When Sharon Bezaly releases a new album, the critic’s job is
basically to inform you that it exists. She’s so good, so consistent,
and so adventurous, that it’s nearly impossible to go wrong. Here she
tackles the well-known Nielsen
Flute Concerto, with admirably crisp,
incisive accompaniment by the Residentie Orkest and Neeme Järvi - those
thrilling timpani. Then it’s on to less well-known works like the gay
American impressionist Charles Griffes’
Poem, a sort of
Debussy-goes-west tone picture. Carl Reinecke’s rather old-fashioned
concerto, from the Germanic school of Mendelssohn, sticks to gentle lyricism
and weaves the flute through almost every bar. When the flute is silent, the
clarinet is playing, as at the start of finale, where it seems to hijack the
concerto. Maybe it’s Bezaly’s constant presence, but for once
Järvi’s icy demeanour doesn’t de-romanticize the affair.

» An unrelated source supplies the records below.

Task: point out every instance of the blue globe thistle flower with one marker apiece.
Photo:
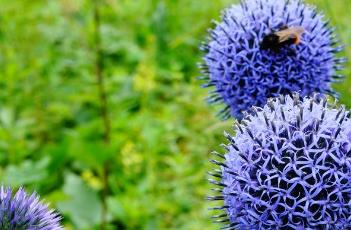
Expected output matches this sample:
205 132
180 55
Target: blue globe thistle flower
287 167
23 211
244 74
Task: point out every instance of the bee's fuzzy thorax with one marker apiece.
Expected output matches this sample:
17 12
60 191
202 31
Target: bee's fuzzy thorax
244 75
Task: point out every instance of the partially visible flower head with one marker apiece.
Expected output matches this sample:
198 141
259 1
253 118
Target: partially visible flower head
287 167
21 211
245 75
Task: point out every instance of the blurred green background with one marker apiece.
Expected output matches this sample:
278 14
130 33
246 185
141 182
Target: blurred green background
101 113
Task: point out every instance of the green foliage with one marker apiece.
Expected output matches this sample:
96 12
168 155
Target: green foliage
51 128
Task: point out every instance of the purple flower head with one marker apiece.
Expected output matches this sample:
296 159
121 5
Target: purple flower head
288 166
23 212
244 75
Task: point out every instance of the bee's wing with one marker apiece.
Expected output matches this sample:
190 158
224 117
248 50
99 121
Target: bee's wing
289 33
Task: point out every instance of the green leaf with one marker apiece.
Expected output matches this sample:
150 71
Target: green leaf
27 172
82 204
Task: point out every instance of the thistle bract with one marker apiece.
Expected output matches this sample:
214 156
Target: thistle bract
25 212
287 167
245 75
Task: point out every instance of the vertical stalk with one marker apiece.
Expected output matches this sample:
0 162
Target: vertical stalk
99 66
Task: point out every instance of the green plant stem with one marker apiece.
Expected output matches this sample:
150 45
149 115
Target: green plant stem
103 107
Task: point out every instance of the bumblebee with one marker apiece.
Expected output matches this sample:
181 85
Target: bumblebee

Although the miniatures by Chaminade and Tchaikovsky are appealing,
my favourite works are the two saved for last. Francis Poulenc’s flute
sonata is unutterably wonderful and a classic. This is an orchestration by
his friend Lennox Berkeley, who does a better job than I had expected. My
colleague
Brian Wilson says he might even prefer this to the original.
I’ve certainly listened to it many times over, even separately from
the rest of the album. Then there’s the encore, an imaginative,
Technicolor rewrite of
Flight of the Bumblebee by Kalevi Aho. Bezaly
dances through a flurry of notes while the brass section snarls and the rest
of the orchestra moves like pieces in a kaleidoscope.
Although the violins get audibly lazy from 7:25 in the Griffes work,
the orchestra is generally very good, with piercing horns and
Järvi’s usual rhythmically snappy percussion sections. The
recorded sound, on the FLACs I downloaded from
eClassical, is pretty much astonishing. If you want to show off
your stereo system with a flute album for some reason, this is the one.